At 2+2 Dialogue, India and US Sign Second Foundational Agreement on Military Cooperation

Known by its acronym COMCASA, the Communications Compatibility and Security Agreement provides the legal mechanism to allow for exchange of cyber communications, surveillance data, transfer of communication equipment and setting up secure communication channels.

New Delhi: At the end of the highest level bilateral dialogue this year, India and the United States have signed the second foundational agreement that will allow for greater inter-operation between the two militaries.

The agreement was signed by US secretary of defence Jim Mattis and Indian defence minister Nirmala Sitharaman.

Known by its acronym COMCASA, the Communications Compatibility and Security Agreement provides the legal mechanism to allow for exchange of cyber communications, surveillance data, transfer of communication equipment and setting up secure communication channels.

Sitharaman stated that signing the COMCASA with the US will help to improve India’s defence preparedness. She also announced that India and the US will hold their first ever joint tri-services exercises off the eastern coast of India in 2019.

In August 2016, both countries had signed the Logistics Exchange Memorandum of Agreement (LEMOA) that lays down the guidelines for reciprocal use of each other’s military facilities.
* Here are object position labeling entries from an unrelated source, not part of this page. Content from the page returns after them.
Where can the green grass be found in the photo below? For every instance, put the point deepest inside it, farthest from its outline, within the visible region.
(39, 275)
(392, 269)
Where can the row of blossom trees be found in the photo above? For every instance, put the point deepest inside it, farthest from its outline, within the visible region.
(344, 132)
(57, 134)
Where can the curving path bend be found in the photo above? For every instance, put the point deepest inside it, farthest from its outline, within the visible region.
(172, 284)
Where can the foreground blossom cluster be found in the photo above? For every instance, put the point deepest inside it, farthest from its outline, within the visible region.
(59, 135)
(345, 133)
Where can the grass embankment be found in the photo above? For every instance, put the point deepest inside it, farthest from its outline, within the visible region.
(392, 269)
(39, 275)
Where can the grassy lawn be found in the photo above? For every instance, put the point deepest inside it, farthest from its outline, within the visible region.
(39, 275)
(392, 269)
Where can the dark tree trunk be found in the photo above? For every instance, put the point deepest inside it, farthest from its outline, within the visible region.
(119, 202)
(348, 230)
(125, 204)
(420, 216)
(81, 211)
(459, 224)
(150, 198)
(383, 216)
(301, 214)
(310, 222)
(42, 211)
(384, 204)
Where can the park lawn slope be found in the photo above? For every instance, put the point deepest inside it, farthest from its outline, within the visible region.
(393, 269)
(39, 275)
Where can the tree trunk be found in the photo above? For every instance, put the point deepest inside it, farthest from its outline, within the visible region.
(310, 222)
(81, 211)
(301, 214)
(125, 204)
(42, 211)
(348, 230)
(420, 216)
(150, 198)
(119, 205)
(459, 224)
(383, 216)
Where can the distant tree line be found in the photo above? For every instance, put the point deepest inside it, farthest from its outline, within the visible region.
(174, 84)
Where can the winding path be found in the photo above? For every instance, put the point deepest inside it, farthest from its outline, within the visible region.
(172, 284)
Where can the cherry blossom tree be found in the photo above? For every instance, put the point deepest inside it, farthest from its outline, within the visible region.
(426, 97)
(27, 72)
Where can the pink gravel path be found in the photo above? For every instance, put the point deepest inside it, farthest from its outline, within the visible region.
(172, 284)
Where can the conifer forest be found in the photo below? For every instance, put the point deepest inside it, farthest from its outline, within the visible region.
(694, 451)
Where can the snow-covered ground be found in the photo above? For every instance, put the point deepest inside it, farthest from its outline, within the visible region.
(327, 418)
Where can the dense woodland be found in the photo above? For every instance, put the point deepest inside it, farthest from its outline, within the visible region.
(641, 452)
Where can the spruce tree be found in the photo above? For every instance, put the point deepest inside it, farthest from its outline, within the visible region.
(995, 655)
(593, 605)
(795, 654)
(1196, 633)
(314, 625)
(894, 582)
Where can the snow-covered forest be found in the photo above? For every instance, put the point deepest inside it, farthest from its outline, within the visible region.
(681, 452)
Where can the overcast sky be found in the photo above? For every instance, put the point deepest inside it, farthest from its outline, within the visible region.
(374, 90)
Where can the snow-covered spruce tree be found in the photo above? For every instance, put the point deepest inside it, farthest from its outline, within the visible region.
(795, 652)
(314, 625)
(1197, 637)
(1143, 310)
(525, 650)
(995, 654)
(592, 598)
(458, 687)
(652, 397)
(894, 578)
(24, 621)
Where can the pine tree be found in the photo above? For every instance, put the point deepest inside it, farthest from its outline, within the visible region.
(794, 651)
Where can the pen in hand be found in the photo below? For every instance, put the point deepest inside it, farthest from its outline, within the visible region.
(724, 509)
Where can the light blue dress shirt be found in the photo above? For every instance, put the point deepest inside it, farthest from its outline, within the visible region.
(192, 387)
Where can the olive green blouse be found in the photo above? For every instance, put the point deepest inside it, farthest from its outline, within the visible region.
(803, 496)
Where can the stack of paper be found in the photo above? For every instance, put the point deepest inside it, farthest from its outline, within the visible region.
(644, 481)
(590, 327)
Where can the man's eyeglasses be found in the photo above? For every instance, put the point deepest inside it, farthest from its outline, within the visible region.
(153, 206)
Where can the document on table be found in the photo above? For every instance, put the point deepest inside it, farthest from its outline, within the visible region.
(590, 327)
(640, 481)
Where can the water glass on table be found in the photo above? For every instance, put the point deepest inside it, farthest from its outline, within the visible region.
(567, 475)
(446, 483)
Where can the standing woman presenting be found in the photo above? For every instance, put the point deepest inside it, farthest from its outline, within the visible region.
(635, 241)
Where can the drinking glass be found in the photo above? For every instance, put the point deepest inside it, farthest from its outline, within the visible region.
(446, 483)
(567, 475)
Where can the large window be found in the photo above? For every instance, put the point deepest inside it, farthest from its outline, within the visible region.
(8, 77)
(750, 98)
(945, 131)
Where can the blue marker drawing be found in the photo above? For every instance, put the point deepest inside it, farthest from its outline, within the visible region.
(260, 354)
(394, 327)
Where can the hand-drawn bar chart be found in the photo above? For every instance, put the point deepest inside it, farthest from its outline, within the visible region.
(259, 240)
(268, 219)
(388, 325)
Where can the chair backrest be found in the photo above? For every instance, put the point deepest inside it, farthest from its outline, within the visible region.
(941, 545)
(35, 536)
The third ‘foundational’ agreement, Basic Exchange and Cooperation Agreement (BECA) is still under negotiations.

The day began on Thursday with separate bilateral meetings between the defence and foreign policy heads of India and the US at the respective ministries in Delhi. All four leaders – Mattis, Pompeo, Swaraj and Sitharaman – then converged at Jawaharlal Bhawan for the ‘2+2’ dialogue, which covered bilateral agenda like trade, defence and contentious topics like Iran oil.

In his opening remarks for the dialogue, US Secretary of state Pompeo said that the two nations are “united by shared values of democracy, respect for individual rights and a shared commitment to freedom”. “Given those values India and the United States have a natural starting point,” he added.

Sushma Swaraj said that the decision has been taken to set up new hotline so that she and Pompeo, and Jim Mattis and Nirmala Sitharaman, can be in continuous touch with each other.